DRIBLANDO A BÍBLIA: O “caso Galileu” aconteceu porque a Igreja se baseou numa interpretação literal da Bíblia. No livro, há muitas passagens que sugerem que a Terra está parada, enquanto o Sol se move. Mas Galileu escreveu duas cartas famosas - uma para seu amigo Castelli e outra para Cristina, mulher do duque da Toscana - nas quais procurou demonstrar como o sistema copernicano e a Bíblia poderiam ser conciliados. Nelas afirmou que o livro segue o senso comum das pessoas. Nós realmente temos a impressão de que o Sol se move pelo céu ao longo do dia. Ele argumentava, no entanto, que não havia uma necessidade real de interpretar o texto bíblico literalmente. E, aos poucos, os desdobramentos do caso mostraram isso à Igreja. No final do século 19, o papa Leão XIII escreveu uma encíclica afirmando que a Bíblia não deveria ser interpretada literalmente. Ele havia adotado a visão de Galileu, sem no entanto mencioná-lo. O caso serviu para a Igreja como uma lição sobre a interpretação das escrituras.
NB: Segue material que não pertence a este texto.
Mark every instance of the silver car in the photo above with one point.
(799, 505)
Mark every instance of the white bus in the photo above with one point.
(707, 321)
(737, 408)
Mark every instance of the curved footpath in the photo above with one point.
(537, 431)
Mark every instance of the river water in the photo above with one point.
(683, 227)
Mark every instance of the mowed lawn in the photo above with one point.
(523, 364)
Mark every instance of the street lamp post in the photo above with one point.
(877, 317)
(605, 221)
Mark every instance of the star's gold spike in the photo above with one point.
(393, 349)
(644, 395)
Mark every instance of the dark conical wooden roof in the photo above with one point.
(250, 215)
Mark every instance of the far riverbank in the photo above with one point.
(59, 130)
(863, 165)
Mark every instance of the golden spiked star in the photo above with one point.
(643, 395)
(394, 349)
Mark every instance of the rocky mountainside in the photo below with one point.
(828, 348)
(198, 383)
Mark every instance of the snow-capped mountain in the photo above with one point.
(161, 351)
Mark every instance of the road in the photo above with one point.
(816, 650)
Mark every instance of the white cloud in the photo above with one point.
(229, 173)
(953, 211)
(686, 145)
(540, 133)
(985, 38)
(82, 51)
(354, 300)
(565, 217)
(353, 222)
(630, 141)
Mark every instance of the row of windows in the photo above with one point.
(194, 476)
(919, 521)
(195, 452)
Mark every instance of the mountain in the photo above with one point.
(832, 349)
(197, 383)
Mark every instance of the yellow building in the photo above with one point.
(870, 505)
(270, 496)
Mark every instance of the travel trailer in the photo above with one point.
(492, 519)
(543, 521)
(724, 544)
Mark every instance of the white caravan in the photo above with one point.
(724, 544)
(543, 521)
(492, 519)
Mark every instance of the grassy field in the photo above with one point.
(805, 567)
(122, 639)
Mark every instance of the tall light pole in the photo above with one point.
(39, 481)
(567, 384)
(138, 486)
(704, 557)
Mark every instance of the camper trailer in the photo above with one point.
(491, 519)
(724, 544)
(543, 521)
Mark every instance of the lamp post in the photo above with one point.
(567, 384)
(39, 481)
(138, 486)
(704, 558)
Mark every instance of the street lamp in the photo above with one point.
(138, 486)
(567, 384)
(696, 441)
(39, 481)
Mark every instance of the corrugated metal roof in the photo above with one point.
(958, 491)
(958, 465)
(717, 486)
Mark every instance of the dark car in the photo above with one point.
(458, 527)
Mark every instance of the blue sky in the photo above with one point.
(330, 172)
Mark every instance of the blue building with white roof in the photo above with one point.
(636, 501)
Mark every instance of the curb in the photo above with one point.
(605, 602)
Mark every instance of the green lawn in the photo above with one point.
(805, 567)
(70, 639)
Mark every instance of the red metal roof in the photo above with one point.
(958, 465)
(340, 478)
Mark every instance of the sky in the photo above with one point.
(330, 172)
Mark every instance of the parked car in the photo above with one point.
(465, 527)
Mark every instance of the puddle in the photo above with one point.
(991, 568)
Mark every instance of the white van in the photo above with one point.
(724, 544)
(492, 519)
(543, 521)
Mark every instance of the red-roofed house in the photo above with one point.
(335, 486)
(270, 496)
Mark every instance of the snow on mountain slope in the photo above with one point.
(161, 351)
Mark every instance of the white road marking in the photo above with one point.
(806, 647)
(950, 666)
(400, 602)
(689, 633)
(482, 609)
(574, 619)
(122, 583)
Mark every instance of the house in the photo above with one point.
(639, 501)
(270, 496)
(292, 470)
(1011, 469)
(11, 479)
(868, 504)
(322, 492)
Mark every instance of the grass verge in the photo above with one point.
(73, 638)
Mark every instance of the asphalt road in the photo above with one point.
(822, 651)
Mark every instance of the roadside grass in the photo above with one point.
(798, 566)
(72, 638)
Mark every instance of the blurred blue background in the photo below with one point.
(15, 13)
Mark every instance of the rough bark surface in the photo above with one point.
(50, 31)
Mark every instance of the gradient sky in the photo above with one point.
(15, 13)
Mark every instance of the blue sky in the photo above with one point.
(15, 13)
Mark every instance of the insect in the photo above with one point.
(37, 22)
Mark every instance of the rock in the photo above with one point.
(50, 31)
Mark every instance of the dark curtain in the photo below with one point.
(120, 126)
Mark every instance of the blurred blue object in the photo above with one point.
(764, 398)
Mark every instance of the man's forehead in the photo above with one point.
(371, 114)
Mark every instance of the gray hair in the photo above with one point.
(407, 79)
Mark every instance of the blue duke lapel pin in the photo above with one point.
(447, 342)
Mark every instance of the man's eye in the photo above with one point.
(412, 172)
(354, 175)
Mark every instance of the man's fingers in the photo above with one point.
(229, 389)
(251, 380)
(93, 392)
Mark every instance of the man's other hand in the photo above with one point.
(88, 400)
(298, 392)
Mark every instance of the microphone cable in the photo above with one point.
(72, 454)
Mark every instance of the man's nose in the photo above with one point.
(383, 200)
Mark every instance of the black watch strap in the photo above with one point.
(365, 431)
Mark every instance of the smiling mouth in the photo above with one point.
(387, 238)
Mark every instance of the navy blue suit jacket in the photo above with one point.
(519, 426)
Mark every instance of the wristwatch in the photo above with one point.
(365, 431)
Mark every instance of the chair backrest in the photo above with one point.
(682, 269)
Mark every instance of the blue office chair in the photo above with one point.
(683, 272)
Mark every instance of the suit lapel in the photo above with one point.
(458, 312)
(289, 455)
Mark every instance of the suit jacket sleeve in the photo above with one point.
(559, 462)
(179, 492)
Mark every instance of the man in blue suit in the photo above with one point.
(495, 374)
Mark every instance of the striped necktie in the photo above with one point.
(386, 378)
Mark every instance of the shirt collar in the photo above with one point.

O PAPA E O “DIÁLOGO”: Quando o papa Urbano VIII era ainda o cardeal Barberini, tinha uma relação muito boa com Galileu. Barberini não fazia uma oposição clara às idéias de Copérnico, nem se opunha à possibilidade de que, com sua pesquisa, Galileu um dia pudesse provar que o sistema copernicano estava correto. Mas, mesmo quando ainda tinham boas relações, o cardeal havia recomendado ao astrônomo que fosse prudente em relação ao modelo heliocêntrico [o Sol como centro]. O papa Pedro V havia declarado que o sistema copernicano era contrário às escrituras. A congregação responsável pela elaboração do índex [lista de livros considerados heréticos pela Igreja] expediu um decreto público sobre isso. Mesmo assim, Galileu continuou defendendo as idéias de Copérnico. Então recebeu a visita de outro cardeal, Belarmino, que o admoestou a não falar assim publicamente. Por isso, quando Galileu viu seu amigo Barberini elevado a papa, foi a Roma pedir a permissão para que pudesse escrever o livro.
Quando “Diálogo sobre Dois Sistemas” foi publicado, Urbano notou que Galileu não havia seguido a sua orientação. Pelo contrário. O texto defendia claramente a superioridade do sistema copernicano sobre o tradicional. O papa ficou furioso e sentiu-se traído. Por isso, Galileu foi chamado a Roma e, posteriormente, condenado.
TORTURA NUNCA: Quando foi julgado, Galileu tinha 70 anos, e a prática do Tribunal do Santo Ofício não era a de indicar a tortura de pessoas tão idosas. Nós temos todos os documentos originais que registram tudo o que aconteceu no último interrogatório do processo. Se a tortura houvesse ocorrido, haveria algum registro. Os documentos mostram que ele passou pela Territio verbalis, que era uma ameaça verbal de tortura. Hoje temos quase certeza de que ele não foi fisicamente torturado.
“E PUR SI MUOVE”: A história de que ele teria dito “E pur si muove” (e, no entanto, ela se move) após a abjuração é falsa. Surgiu no século 19. Essa seria uma atitude muito, muito perigosa. A abjuração o livrou da acusação de suspeita de heresia. Mas, se ele voltasse a defender o sistema copernicano, seria declarado relapsus, isto é, alguém que voltou a se envolver com heresia. E naqueles dias qualquer relapsus ia para a fogueira.
A BÊNÇÃO, JOÃO DE DEUS: Após a morte de Galileu, o duque da Toscana sugeriu a construção de um memorial em sua homenagem. Logo o papa Urbano VIII fez saber que não era uma boa idéia erigir um monumento para alguém que sustentara idéias tão perigosas para a Igreja, e o duque desistiu. Posteriormente, o papa morreu, mas a oposição da Igreja impediu que o monumento fosse construído. No século 17, o trabalho de Isaac Newton ajudou a consolidar o sistema copernicano, e ele logo passou a ser usado universalmente pelos astrônomos. Mas a Igreja manteve os livros de Copérnico e de Galileu no índex de obras proibidas até o século 19. A Igreja sabia que havia cometido um erro, mas não queria admitir, para não chocar os cristãos.
E, quando os livros saíram do índex, não houve anúncio oficial. Só no último quarto do século é que o papa João Paulo II reconheceu que houve excessos no processo e admitiu não só a grandeza de Galileu no plano científico, mas sua capacidade de enxergar longe no plano teológico.